Au-delà des savoirs théoriques, cette UE vise à forger des compétences opérationnelles de haut niveau, directement applicables sur le terrain. Les apprenants seront formés à évaluer les problèmes de pollution touchant les sols, l’air et l’eau, en posant des diagnostics précis sur les sources et l’étendue des contaminations. Forts de cette analyse, ils apprendront à concevoir des solutions technologiques innovantes qui s’inscrivent rigoureusement dans les principes du développement durable. L’objectif ultime est de les rendre capables de remédier aux impacts générés par les activités humaines, agissant ainsi comme des gardiens de l’environnement et la santé publique.

Cette formation prépare activement aux métiers d’avenir, dont la demande est croissante en République Démocratique du Congo. Les diplômés pourront prétendre à des postes stratégiques tels qu’Ingénieur en Environnement, chargé de la mise en œuvre de projets de protection écologique, Ingénieur en Management et Développement Durable, qui intègre les contraintes environnementales dans la stratégie des entreprises, ou encore Ingénieur en Sécurité Hygiène et Environnement (SHE), garant de la conformité réglementaire et de la prévention des risques. Dans un contexte de forte urbanisation et d’exploitation des ressources naturelles, ces experts sont des acteurs cruciaux pour concilier croissance économique et préservation du patrimoine écologique national.

SOMMAIRE NAVIGABLE

PRÉLIMINAIRES

I. Épistémologie et Enjeux Scientifiques du Domaine

La gestion des déchets et de l’eau a muté. D’une simple problématique d’hygiène publique et d’évacuation, elle est devenue une science de la gestion des flux de matière et d’énergie au cœur des écosystèmes urbains. Cette transition épistémologique impose de dépasser la logique linéaire “extraire-utiliser-jeter” pour embrasser une approche systémique et circulaire. L’enjeu scientifique majeur réside désormais dans la modélisation des interactions complexes entre les déchets (source de pollution) et les ressources hydriques (vecteur et récepteur), afin de concevoir des boucles de valorisation locales et de garantir une sécurité sanitaire durable.

II. Cartographie des Compétences et Transversalité

Les compétences visées par cette UE structurent un profil d’ingénieur polyvalent, à l’intersection de la chimie, de la biologie, de la logistique et des sciences sociales. “Évaluer les problèmes de pollution” exige une maîtrise des techniques d’échantillonnage et d’analyse physico-chimique. “Concevoir des solutions technologiques” fait appel au génie des procédés et à l’écoconception. “Remédier aux impacts” requiert une connaissance du droit de l’environnement et des techniques de bioremédiation.
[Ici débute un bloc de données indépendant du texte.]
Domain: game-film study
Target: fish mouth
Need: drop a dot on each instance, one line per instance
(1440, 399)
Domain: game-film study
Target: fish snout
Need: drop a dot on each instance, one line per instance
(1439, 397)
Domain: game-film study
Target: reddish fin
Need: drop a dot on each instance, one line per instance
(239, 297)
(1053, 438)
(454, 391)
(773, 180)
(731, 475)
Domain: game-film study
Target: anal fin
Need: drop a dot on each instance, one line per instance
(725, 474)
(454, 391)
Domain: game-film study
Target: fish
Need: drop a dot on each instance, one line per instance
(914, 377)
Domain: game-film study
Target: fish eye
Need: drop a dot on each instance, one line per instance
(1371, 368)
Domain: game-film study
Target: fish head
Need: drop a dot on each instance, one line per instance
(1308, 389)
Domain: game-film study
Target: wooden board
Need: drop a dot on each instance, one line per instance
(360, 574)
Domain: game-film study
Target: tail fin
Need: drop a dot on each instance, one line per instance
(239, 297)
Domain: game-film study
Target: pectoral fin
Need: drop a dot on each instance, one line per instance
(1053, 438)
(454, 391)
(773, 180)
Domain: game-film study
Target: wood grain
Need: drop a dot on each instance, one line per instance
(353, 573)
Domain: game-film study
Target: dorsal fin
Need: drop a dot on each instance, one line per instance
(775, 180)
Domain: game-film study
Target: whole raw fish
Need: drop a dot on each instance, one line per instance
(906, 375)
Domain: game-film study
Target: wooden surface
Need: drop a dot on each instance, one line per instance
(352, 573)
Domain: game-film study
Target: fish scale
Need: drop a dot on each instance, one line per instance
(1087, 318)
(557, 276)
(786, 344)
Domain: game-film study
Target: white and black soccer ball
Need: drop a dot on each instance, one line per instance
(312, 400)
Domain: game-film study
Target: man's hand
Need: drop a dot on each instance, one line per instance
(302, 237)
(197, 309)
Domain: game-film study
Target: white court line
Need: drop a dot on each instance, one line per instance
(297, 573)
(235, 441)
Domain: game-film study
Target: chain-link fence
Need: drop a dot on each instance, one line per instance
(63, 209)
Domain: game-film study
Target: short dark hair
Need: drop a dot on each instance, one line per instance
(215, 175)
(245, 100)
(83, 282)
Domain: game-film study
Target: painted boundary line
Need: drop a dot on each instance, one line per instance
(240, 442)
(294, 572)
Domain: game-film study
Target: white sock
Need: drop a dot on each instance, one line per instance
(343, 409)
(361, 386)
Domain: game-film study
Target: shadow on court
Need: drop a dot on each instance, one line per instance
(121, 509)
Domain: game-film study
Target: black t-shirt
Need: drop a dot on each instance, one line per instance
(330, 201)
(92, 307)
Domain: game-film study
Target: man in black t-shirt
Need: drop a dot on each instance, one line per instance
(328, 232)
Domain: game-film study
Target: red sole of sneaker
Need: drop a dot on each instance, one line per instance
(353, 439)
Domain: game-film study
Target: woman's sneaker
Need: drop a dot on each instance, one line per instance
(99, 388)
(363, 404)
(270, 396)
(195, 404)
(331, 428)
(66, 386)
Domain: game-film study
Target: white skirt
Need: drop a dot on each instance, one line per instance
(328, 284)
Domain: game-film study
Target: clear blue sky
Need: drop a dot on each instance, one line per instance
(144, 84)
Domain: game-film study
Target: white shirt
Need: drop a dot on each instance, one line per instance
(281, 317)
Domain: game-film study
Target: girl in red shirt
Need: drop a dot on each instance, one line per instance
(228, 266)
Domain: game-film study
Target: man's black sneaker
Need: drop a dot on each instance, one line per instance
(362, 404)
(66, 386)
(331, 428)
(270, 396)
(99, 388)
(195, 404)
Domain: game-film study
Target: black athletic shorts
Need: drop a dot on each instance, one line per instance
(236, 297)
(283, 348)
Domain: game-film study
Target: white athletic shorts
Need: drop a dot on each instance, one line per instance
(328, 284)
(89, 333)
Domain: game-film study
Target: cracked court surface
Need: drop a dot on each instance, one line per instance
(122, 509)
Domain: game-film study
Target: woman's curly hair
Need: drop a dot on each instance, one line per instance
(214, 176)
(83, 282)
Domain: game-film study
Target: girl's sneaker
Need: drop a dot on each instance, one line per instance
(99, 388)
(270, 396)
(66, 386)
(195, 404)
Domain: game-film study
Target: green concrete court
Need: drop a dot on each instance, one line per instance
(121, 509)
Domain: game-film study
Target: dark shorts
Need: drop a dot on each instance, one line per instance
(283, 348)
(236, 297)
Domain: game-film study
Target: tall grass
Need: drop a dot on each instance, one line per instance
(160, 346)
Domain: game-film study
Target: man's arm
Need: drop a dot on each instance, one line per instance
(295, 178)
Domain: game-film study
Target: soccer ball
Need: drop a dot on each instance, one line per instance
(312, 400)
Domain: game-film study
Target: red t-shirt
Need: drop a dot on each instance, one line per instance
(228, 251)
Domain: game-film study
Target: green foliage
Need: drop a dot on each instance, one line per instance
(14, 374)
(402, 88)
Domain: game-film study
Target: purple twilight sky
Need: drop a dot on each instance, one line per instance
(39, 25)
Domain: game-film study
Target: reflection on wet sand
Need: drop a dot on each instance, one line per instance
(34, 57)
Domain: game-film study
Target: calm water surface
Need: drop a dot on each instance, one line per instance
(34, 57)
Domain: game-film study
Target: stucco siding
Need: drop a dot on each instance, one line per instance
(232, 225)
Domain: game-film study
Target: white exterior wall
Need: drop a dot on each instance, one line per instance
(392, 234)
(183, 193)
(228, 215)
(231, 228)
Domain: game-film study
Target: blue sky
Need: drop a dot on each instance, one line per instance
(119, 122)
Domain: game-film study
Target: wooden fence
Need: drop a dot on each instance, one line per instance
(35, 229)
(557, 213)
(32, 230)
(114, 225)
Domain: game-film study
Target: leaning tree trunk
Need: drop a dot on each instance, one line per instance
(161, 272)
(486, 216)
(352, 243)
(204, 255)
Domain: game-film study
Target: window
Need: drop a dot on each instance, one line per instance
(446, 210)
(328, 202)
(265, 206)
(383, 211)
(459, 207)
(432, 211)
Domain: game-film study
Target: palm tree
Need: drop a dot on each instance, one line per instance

La télédétection, filière d’origine, devient un outil transversal puissant pour le suivi spatialisé des décharges ou la détection des efflorescences algales.

III. Alignement Stratégique avec les Réalités Opérationnelles

Cette unité d’enseignement est calibrée pour une employabilité immédiate en contexte africain. Les métiers d’Ingénieur en Environnement ou en Management du Développement Durable exigent des praticiens capables de diagnostiquer une pollution avec des moyens limités et de proposer des solutions frugales et robustes. L’accent est mis sur des technologies adaptées : compostage à petite échelle, filières de recyclage informelles structurées, systèmes de traitement d’eau décentralisés et à faible consommation énergétique. L’objectif est de former non pas des théoriciens, mais des architectes de la résilience environnementale urbaine, créateurs de valeur économique locale.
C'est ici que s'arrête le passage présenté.